--- /dev/null
+==============================
+Running nested guests with KVM
+==============================
+
+A nested guest is the ability to run a guest inside another guest (it
+can be KVM-based or a different hypervisor). The straightforward
+example is a KVM guest that in turn runs on a KVM guest (the rest of
+this document is built on this example)::
+
+ .----------------. .----------------.
+ | | | |
+ | L2 | | L2 |
+ | (Nested Guest) | | (Nested Guest) |
+ | | | |
+ |----------------'--'----------------|
+ | |
+ | L1 (Guest Hypervisor) |
+ | KVM (/dev/kvm) |
+ | |
+ .------------------------------------------------------.

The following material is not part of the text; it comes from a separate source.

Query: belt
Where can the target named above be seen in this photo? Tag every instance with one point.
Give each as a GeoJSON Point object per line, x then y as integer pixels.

+ | L0 (Host Hypervisor) |
+ | KVM (/dev/kvm) |
+ |------------------------------------------------------|
+ | Hardware (with virtualization extensions) |
+ '------------------------------------------------------'
+
+Terminology:
+
+- L0 – level-0; the bare metal host, running KVM
+
+- L1 – level-1 guest; a VM running on L0; also called the "guest
+ hypervisor", as it itself is capable of running KVM.
+
+- L2 – level-2 guest; a VM running on L1, this is the "nested guest"
+
+.. note:: The above diagram is modelled after the x86 architecture;
+ s390x, ppc64 and other architectures are likely to have
+ a different design for nesting.
+
+ For example, s390x always has an LPAR (LogicalPARtition)
+ hypervisor running on bare metal, adding another layer and
+ resulting in at least four levels in a nested setup — L0 (bare
+ metal, running the LPAR hypervisor), L1 (host hypervisor), L2
+ (guest hypervisor), L3 (nested guest).
+
+ This document will stick with the three-level terminology (L0,
+ L1, and L2) for all architectures; and will largely focus on
+ x86.
+
+
+Use Cases
+---------
+
+There are several scenarios where nested KVM can be useful, to name a
+few:
+
+- As a developer, you want to test your software on different operating
+ systems (OSes). Instead of renting multiple VMs from a Cloud
+ Provider, using nested KVM lets you rent a large enough "guest
+ hypervisor" (level-1 guest). This in turn allows you to create
+ multiple nested guests (level-2 guests), running different OSes, on
+ which you can develop and test your software.
+
+- Live migration of "guest hypervisors" and their nested guests, for
+ load balancing, disaster recovery, etc.
+
+- VM image creation tools (e.g. ``virt-install``, etc) often run
+ their own VM, and users expect these to work inside a VM.
+
+- Some OSes use virtualization internally for security (e.g. to let
+ applications run safely in isolation).
+
+
+Enabling "nested" (x86)
+-----------------------
+
+From Linux kernel v4.19 onwards, the ``nested`` KVM parameter is enabled
+by default for Intel and AMD. (Though your Linux distribution might
+override this default.)
+
+In case you are running a Linux kernel older than v4.19, to enable
+nesting, set the ``nested`` KVM module parameter to ``Y`` or ``1``. To
+persist this setting across reboots, you can add it in a config file, as
+shown below:
+
+1. On the bare metal host (L0), list the kernel modules and ensure that
+ the KVM modules::
+
+ $ lsmod | grep -i kvm
+ kvm_intel 133627 0
+ kvm 435079 1 kvm_intel
+
+2. Show information for ``kvm_intel`` module::
+
+ $ modinfo kvm_intel | grep -i nested
+ parm: nested:bool
+
+3. For the nested KVM configuration to persist across reboots, place the
+ below in ``/etc/modprobed/kvm_intel.conf`` (create the file if it
+ doesn't exist)::
+
+ $ cat /etc/modprobe.d/kvm_intel.conf
+ options kvm-intel nested=y
+
+4. Unload and re-load the KVM Intel module::
+
+ $ sudo rmmod kvm-intel
+ $ sudo modprobe kvm-intel
+
+5. Verify if the ``nested`` parameter for KVM is enabled::
+
+ $ cat /sys/module/kvm_intel/parameters/nested
+ Y
+
+For AMD hosts, the process is the same as above, except that the module
+name is ``kvm-amd``.
+
+
+Additional nested-related kernel parameters (x86)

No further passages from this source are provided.